Lastly, my congratulations to all the holders of NWBO who have, like myself, been holding the stock for several years with the confidence that they may succeed in their cancer treatment approach. Todays’ announcement from the German PEI granting an exemption to treat patients and receive reimbursements even the phase III trials are not yet finished, seems to put them a step closer to success. Although it is tempting to take the gains from a low cost basis, I think I’ll hold on for the duration for this puppy.
Great to hear about folks getting together in person! Too bad you’re on the wrong side of Florida for yours truly.
Travis: time to close (but not lose) this thread to new comment, with a note to continue following via the irregs 🙂 I smile but Im not joking.

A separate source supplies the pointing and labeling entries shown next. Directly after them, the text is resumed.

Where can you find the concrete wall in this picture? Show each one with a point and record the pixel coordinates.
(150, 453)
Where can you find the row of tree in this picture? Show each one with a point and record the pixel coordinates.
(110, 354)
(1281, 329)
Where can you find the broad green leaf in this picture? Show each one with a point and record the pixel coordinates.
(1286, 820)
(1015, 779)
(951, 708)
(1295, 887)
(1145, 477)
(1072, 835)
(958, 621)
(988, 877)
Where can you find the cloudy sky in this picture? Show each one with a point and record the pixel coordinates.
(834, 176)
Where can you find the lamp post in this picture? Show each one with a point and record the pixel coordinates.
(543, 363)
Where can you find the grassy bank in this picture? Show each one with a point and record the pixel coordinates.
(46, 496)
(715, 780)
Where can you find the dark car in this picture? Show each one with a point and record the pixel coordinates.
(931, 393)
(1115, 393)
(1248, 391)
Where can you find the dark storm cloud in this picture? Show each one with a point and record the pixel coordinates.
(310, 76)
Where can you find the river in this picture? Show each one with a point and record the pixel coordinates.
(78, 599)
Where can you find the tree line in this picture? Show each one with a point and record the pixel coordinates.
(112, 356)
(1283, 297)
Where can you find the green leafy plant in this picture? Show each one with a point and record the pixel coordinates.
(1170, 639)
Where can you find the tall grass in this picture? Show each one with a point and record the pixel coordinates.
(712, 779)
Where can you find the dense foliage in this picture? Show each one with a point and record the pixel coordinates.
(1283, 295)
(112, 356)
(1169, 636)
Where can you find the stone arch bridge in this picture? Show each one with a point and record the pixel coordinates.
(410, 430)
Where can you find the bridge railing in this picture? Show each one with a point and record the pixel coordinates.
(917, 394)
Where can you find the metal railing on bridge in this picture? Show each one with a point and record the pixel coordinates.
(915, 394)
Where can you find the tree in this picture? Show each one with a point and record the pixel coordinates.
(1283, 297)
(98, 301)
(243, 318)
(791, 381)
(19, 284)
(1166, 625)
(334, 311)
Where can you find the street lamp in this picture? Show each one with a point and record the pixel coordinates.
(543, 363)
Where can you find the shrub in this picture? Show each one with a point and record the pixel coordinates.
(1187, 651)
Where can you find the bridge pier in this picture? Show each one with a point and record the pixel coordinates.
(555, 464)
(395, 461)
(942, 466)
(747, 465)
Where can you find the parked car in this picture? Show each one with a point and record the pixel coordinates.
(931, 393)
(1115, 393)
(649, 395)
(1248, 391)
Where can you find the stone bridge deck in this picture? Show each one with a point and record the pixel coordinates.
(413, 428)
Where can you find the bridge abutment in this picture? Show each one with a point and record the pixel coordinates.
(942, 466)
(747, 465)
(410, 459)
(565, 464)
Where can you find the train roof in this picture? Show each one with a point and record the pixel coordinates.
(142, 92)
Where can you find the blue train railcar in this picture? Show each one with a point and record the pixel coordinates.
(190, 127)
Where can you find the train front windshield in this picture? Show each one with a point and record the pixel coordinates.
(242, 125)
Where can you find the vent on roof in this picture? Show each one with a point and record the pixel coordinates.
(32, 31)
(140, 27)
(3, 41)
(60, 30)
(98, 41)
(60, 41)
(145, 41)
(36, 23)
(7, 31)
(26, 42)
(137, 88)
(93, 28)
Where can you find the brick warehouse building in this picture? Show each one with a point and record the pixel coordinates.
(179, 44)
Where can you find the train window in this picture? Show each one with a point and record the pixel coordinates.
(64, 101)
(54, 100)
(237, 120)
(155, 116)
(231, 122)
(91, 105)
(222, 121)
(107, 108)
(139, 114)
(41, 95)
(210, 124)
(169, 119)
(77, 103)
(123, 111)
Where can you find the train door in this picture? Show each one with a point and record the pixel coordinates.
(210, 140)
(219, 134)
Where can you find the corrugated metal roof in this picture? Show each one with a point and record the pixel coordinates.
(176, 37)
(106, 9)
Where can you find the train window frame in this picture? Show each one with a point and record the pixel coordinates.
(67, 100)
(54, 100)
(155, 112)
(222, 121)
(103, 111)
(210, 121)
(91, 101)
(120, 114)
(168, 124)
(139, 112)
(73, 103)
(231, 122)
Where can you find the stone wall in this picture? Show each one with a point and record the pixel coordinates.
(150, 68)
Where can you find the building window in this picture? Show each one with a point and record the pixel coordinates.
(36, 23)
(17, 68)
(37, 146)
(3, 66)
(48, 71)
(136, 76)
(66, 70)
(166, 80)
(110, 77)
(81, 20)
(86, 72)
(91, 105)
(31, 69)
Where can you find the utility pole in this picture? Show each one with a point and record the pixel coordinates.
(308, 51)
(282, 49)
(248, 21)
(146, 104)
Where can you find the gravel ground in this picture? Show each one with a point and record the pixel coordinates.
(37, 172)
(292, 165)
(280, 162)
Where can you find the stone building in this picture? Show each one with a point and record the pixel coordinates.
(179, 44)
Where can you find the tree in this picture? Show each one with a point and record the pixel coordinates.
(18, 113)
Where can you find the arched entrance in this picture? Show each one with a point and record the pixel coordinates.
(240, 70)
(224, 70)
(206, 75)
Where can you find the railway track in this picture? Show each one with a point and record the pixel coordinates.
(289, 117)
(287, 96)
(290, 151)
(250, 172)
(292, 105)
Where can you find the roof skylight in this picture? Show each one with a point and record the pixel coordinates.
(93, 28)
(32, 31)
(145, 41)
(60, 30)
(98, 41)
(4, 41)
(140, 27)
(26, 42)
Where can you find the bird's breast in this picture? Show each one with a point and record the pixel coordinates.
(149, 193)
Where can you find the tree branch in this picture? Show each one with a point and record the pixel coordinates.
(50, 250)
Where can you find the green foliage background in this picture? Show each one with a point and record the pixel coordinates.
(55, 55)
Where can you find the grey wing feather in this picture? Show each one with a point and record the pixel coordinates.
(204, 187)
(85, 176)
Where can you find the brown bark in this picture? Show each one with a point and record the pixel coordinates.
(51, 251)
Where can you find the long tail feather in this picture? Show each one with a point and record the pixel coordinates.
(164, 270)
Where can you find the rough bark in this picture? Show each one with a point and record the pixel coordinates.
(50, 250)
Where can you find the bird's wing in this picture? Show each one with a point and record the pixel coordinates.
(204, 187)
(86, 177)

Travis and Alan: it may well be a good time to close down the thread here, but I think it would be good if the posts, the thread, might stay up and accessible, as so many companies have been covered…..it is a good palimpsest and primer about biotech investing, and I may want to see what I previously said about some companies.
Oh, the thread MUST stay in perpituaty for back research, review and …………..irregs marketting.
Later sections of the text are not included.